One of the poorest-kept secrets in Silicon Valley has been the huge salaries and bonuses that experts in artificial intelligence can command. Now, a little-noticed tax filing by a research lab called OpenAI has made some of those eye-popping figures public [Editor's note: the link may be paywalled]. From a report: OpenAI paid its top researcher, Ilya Sutskever, more than $1.9 million in 2016. It paid another leading researcher, Ian Goodfellow, more than $800,000 -- even though he was not hired until March of that year. Both were recruited from Google. A third big name in the field, the roboticist Pieter Abbeel, made $425,000, though he did not join until June 2016, after taking a leave from his job as a professor at the University of California, Berkeley.
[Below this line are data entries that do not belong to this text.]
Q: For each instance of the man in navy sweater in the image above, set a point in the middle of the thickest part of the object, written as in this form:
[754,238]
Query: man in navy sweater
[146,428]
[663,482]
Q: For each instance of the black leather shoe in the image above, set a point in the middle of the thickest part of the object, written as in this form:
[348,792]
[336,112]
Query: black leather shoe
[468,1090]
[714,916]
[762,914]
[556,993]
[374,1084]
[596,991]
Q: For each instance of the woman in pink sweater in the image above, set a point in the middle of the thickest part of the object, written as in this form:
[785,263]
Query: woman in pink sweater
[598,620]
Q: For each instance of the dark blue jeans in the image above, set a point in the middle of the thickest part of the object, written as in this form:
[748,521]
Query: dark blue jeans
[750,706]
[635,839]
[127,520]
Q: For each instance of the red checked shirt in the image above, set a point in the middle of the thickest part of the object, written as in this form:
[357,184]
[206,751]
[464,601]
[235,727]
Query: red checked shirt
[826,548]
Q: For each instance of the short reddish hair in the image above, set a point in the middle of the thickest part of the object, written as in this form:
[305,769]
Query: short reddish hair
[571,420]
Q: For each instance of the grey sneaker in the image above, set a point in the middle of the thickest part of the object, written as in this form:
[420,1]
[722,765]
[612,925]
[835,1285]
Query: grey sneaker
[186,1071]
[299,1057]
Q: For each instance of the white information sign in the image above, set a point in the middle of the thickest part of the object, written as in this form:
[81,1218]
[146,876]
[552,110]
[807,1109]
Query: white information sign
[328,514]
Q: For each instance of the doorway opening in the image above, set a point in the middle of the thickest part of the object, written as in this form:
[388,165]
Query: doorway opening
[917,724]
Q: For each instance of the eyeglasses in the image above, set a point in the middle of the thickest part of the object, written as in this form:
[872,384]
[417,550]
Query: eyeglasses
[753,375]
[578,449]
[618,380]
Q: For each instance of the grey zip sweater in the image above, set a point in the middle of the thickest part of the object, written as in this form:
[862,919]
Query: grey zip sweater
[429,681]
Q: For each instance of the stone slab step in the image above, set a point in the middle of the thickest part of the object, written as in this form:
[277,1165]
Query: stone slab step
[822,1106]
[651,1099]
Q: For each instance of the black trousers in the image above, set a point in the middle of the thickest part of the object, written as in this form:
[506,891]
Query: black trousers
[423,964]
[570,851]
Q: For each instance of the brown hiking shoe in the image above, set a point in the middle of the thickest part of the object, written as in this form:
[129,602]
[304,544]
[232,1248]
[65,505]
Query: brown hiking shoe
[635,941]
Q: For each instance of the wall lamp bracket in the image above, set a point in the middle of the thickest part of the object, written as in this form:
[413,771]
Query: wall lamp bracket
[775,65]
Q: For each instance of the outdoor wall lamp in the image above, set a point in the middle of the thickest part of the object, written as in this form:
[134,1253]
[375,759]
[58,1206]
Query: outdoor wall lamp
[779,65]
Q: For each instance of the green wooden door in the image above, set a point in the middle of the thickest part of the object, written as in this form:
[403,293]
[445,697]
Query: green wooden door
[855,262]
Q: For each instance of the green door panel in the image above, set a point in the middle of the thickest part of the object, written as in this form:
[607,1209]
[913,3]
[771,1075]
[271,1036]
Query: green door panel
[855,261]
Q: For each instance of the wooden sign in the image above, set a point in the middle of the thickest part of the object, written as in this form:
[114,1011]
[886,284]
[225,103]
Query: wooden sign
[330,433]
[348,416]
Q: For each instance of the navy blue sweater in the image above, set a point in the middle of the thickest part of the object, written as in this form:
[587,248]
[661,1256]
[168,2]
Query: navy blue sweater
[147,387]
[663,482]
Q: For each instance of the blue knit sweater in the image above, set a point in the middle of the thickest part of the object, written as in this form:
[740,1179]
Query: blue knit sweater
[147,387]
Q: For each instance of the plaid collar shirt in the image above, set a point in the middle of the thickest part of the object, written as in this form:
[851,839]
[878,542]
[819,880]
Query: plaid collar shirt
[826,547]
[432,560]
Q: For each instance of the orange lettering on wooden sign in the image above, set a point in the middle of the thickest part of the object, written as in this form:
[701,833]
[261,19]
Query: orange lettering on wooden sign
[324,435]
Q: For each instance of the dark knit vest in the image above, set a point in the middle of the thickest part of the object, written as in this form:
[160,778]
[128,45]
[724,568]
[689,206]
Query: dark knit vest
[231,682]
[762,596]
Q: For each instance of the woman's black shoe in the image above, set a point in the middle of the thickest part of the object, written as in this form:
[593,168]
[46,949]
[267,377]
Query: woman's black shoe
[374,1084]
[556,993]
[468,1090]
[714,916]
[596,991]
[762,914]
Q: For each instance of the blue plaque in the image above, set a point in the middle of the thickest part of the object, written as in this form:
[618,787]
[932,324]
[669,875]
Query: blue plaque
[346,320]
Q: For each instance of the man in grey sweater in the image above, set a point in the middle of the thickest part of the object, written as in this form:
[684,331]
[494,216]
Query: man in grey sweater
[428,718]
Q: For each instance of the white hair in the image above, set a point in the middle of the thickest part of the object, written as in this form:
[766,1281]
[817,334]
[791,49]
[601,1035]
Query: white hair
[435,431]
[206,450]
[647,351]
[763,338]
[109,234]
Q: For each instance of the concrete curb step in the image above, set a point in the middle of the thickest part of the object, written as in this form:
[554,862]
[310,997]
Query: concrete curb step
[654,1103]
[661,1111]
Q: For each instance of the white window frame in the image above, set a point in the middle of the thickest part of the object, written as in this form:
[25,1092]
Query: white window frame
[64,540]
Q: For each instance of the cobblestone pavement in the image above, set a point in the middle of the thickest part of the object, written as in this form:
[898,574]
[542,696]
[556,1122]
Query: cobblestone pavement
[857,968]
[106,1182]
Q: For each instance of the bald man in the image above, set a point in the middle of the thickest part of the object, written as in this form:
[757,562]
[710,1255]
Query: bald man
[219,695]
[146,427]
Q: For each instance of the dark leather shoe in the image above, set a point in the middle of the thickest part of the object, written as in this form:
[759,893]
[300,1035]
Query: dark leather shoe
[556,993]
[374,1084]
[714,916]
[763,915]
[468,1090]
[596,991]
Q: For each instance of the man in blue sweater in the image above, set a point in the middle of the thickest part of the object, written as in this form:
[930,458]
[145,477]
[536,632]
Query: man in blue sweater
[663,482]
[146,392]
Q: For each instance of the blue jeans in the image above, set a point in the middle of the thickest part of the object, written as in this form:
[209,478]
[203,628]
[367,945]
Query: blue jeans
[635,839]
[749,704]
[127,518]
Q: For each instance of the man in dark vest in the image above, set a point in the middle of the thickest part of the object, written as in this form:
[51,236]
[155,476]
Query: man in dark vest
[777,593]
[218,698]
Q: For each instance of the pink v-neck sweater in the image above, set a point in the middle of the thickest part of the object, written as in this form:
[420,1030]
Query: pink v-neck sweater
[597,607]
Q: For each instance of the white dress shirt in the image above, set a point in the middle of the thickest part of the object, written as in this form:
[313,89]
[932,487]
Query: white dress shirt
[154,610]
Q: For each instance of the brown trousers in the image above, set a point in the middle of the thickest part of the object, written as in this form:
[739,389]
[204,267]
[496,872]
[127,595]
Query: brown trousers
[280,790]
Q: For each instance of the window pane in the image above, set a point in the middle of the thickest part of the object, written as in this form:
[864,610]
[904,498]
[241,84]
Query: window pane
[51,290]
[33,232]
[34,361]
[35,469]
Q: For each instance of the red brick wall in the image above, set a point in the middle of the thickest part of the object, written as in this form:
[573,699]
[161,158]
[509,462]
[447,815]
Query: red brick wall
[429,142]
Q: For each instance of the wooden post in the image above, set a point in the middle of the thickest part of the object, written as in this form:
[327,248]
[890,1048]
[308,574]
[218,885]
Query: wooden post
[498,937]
Those figures all include signing bonuses.

[...] Salaries for top A.I. researchers have skyrocketed because there are not many people who understand the technology and thousands of companies want to work with it. Element AI, an independent lab in Canada, estimates that 22,000 people worldwide have the skills needed to do serious A.I. research -- about double from a year ago.

4 of 82 comments (clear)

  1. Re:What skills are required? by tomhath · · Score: 3, Insightful

    Back in my younger days we occasionally solved problems using trial and error to identify the best solution. Today that's called "AI using machine learning" and costs more, because...I don't know why.
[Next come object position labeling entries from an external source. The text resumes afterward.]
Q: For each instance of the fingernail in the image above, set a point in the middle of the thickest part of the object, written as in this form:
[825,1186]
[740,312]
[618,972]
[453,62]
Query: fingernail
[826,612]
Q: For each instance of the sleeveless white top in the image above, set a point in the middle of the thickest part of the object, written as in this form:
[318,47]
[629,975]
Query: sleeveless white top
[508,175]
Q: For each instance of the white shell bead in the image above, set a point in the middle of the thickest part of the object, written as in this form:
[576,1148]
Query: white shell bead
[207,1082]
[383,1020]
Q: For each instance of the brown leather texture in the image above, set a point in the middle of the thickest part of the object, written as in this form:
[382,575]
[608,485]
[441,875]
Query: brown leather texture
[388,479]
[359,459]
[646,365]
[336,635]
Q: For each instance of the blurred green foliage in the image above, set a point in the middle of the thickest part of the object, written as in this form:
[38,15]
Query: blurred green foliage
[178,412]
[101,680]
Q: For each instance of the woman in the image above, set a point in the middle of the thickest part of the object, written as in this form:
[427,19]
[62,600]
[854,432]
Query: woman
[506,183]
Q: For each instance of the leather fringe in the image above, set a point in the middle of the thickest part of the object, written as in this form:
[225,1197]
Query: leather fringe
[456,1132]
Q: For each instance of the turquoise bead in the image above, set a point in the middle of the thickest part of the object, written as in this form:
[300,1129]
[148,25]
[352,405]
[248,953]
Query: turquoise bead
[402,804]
  2. Peter Norvig by phantomfive · · Score: 3, Insightful

    Peter Norvig is probably worth mentioning, since he is one of the biggest names in AI, one of the biggest names in programming, and almost certainly is making millions at Google. He's the kind of guy who could create Bitcoin in his spare time if he wanted to.

    --
    "First they came for the slanderers and i said nothing."
  3. I don't get the outrage by TheMeuge · · Score: 3, Insightful

    I don't understand what I'm supposed to be outraged about. There are people who presumably have valuable skills. They are recruited with money. Am I supposed to dislike them for getting paid well? Is this part of the "let's hate the successful people" campaign that's so popular recently?

  4. Re:Our ship has finally arrived! by XxtraLarGe · · Score: 3, Insightful

    Since we all here are experts in this field, we can cash in. Right?

    Time to update my résumé (resume) on Dice. Maybe I can get a job writing AI for Slashdot that understands Unicode!

    --
    Taking guns away from the 99% gives the 1% 100% of the power.